Decode-dominated B=64 nsys: mul_mat_q<MXFP4> 54.6%, attention only 19.8%. Both
phases are FP4-MoE-kernel-bound (Lever 3). The paged series cannot close the vLLM
gap in either phase; its real value is capacity + prefix-sharing, not tok/s parity.

Assisted-by: Claude:opus-4.8 [Claude Code]
Signed-off-by: Ettore Di Giacinto <mudler@localai.io>
---
 backend/cpp/llama-cpp/patches/BENCHMARKS.md | 24 +++++++++++++++++++++
 1 file changed, 24 insertions(+)
diff --git a/backend/cpp/llama-cpp/patches/BENCHMARKS.md b/backend/cpp/llama-cpp/patches/BENCHMARKS.md
index 37c331902..3096aaeab 100644
--- a/backend/cpp/llama-cpp/patches/BENCHMARKS.md
+++ b/backend/cpp/llama-cpp/patches/BENCHMARKS.md
@@ -24,6 +24,30 @@ prior run, same box/model). S_PP / S_TG are aggregate prefill / decode tok/s acr
    engine's domain — vLLM's block-paged KV + continuous batching pack more concurrent decode work per step.
    **This is what patches 0003–0006 target.** The win here is realistic; the prefill win is not (kernel).
 
+## CORRECTION — decode-phase profile (B=64, decode-dominated nsys)
+
+The "decode gap is engine-addressable" read above was **wrong**. Profiling a decode-dominated B=64 run:
+
+| kernel | % GPU time |
+|---|---|
+| `mul_mat_q<MXFP4>` (MoE GEMM) | **54.6** |
+| `flash_attn_ext` (attention) | 19.8 |
+| `mul_mat_q<Q8>` (dense) | 10.9 |
+| KV writes / quant / norms / rest | ~15 |
+
+**Decode at concurrency is ALSO dominated by the FP4 MoE GEMM (54.6%)** — the same Lever-3 kernel as prefill.
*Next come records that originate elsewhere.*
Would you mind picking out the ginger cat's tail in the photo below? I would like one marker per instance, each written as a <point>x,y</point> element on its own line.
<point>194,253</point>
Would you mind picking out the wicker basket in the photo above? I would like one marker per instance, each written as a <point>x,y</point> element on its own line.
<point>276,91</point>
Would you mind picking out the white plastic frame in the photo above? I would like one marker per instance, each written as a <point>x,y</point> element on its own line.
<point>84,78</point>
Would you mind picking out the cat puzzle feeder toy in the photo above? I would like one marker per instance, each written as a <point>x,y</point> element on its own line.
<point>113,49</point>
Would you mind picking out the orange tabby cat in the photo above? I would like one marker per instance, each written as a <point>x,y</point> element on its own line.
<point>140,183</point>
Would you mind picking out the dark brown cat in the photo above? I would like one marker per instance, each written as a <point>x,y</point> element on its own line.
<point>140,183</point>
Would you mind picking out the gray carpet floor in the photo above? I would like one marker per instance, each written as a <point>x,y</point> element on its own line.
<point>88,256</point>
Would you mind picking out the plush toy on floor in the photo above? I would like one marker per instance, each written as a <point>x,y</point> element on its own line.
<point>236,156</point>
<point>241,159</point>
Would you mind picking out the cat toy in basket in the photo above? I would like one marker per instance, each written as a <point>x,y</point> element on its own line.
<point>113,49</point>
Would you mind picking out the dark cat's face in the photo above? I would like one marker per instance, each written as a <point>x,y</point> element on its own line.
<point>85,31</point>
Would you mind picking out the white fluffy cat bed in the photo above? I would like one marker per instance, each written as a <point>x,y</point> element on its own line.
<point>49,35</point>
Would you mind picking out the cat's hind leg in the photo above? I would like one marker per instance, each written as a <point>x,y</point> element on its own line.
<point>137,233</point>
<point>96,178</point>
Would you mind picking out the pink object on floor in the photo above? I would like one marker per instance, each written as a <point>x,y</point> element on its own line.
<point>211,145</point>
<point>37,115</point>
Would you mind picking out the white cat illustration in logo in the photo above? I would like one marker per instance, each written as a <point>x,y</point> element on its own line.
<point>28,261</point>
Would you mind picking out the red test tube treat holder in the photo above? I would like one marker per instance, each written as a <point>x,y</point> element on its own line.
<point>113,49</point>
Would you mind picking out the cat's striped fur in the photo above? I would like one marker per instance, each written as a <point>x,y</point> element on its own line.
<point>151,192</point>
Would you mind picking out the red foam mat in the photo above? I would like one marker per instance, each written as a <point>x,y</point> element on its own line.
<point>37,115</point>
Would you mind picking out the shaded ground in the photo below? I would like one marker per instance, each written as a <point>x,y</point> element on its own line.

+Attention (the only thing paging optimizes) is ~20%, and the gather-read reclaims only the *masked-cell*
+fraction of that. So **the paged series (0003–0006) cannot close the vLLM gap in either phase** — both are
+MoE-kernel-bound. vLLM's concurrency advantage is its MoE/attention *kernels*, not (mainly) its KV management.
+
+### What the paged series IS still good for (just not throughput parity)
+
+- **Capacity**: block-granular + on-demand allocation → fit more/longer concurrent sequences in fixed VRAM.
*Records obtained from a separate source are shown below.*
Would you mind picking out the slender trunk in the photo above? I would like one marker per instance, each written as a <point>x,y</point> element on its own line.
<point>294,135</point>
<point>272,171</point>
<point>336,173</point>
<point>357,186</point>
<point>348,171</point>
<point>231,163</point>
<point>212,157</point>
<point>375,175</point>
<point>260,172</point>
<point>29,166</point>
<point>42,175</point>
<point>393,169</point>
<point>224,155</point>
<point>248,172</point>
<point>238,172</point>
+- **Prefix sharing**: cross-request block dedup → lower TTFT + memory on shared system prompts / RAG.
+
+These are real wins on *memory-pressured* and *shared-prefix* workloads — but they are not tok/s parity, and
+batched-bench (fresh, non-fragmented, no shared prefix) won't show them.
+
 ## So, honestly, where parity stands
 
 - **Decode single-stream: already at/above parity** (B=1: 83 vs 48).